Autrement dit, l'ambivalent Mystère von Bülow, ce film qui tranche sans trancher, aussi limpide qu'opaque, est un chef-d'œuvre de duplicité. Le film indépendant se fait passer pour un film de studio, dont la modernité consiste à rendre hommage au classicisme hollywoodien dans une industrie culturelle qui a depuis dix ans tourné la page du Nouvel Hollywood. Le pur film d'auteur fait autrement dit semblant d'être une commande impersonnelle. On le dira encore différemment : Le Mystère von Bülow est enfin un autoportrait déguisé, qui se reconnaît dans le jeu miroitant à l'infini de Jeremy Irons dans le rôle de Claus von Bülow, l'une de ses plus grandes interprétations (quand on pense que l'acteur anglais avait tout juste tourné dans Faux-semblants de David Cronenberg, en 1988, avant d'enchaîner cinq ans plus tard sur M. Butterfly, on s'en émeut en restant un peu coi). Oui le film est un autoportrait de biais, celui d'un auteur européen et caméléon, suisse né à Téhéran et ayant grandi en Colombie, le cinéphile qui fait semblant d'être un réalisateur hollywoodien néo-classique tout en marquant symboliquement sa position distinctive, à la fois supérieure et rétrograde, dans l'exposition savante d'une culture cinéphile riche en signes de distinction.
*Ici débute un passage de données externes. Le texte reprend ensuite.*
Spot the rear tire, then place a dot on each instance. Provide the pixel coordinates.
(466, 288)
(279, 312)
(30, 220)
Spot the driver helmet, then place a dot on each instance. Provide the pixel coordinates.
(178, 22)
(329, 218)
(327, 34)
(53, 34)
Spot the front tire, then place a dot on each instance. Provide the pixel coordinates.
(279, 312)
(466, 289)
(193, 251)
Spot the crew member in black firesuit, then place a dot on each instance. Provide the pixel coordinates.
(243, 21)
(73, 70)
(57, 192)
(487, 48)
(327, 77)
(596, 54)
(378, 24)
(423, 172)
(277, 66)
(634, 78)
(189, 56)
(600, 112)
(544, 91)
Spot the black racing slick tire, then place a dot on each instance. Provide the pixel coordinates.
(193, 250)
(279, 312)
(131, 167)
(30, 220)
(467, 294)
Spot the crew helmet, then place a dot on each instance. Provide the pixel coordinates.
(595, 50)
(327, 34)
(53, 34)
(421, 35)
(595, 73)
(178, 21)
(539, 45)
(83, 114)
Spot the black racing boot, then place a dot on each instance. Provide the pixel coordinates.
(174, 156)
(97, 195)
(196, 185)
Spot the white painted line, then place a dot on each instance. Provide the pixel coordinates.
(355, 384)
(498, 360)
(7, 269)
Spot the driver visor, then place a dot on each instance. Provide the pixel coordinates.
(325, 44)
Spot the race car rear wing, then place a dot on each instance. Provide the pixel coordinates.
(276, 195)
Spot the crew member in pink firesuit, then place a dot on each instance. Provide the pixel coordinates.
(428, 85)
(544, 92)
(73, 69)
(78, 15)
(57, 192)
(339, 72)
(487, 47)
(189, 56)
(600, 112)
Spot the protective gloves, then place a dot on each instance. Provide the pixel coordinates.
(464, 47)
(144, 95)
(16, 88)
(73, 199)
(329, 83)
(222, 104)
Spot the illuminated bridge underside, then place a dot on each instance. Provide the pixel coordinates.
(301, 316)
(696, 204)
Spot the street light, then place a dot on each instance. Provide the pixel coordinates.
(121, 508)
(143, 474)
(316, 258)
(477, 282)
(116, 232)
L'amour du legs classique est réel, mais soustrait de tout sentimentalisme (comme Claude Chabrol, Barbet Schroeder déteste les romantiques, la chose est marquée dès l'inaugural More avant de se nuancer quelque peu avec sa fausse suite tardive qu'est Amnesia en 2015). Et c'est tellement vrai que la distinction peut dès lors mêler le volontarisme de l'étudiant à l'opportunisme du parvenu, l'auto-intoxication volontaire avec la pulsion suicidaire, l'amour à une forme d'euthanasie. Claus von Bülow est un masque, et derrière il n'y a personne, et pas davantage derrière le formalisme du droit. Étape ultime de l'auteur dont la politique, imposée aux côtés du maître Eric Rohmer pour qui il a créé Les Films du Losange, consiste au fond à être invisible et disparaître derrière l'œuvre. Comme le coupable, vrai ou faux, disparaît derrière la chronique judiciaire et le battage médiatique qui en aura accompagné les soubresauts.